Der Facebook-Konzern Meta macht seine verlustreiche virtuelle 3D-Welt Horizon Worlds dicht. Sie werde noch bis zum 15. Juni als Version in virtueller Realität über die Quest-Computerbrillen des Unternehmens verfügbar sein, kündigte Meta an. Danach soll es nur eine Variante für Mobilgeräte wie Smartphones geben.
Facebook-Gründer Mark Zuckerberg hatte über Jahre versucht, virtuelle Realität (VR) als nächste Computer-Plattform zu etablieren.
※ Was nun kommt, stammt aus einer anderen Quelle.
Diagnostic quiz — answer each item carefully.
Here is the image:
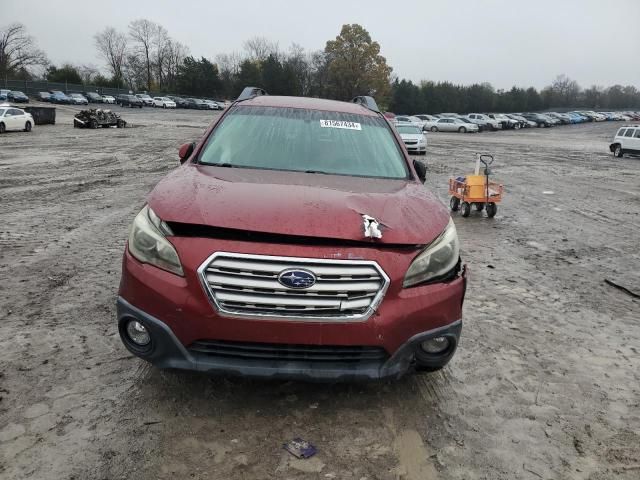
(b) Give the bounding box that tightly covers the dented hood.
[149,164,449,245]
Auch die Umbenennung des Konzerns von Facebook zu Meta im Jahr 2021 hing damit zusammen: Der Name lehnt an die Bezeichnung „Metaverse“ für virtuelle Welten an.
Hohe Verluste
Das Interesse der Nutzer blieb jedoch überschaubar: Die Sparte Reality Labs, in der die Quest-Headsets und Horizon Worlds entwickelt wurden, schrieb Quartal für Quartal operative Verluste von mehreren Milliarden Dollar.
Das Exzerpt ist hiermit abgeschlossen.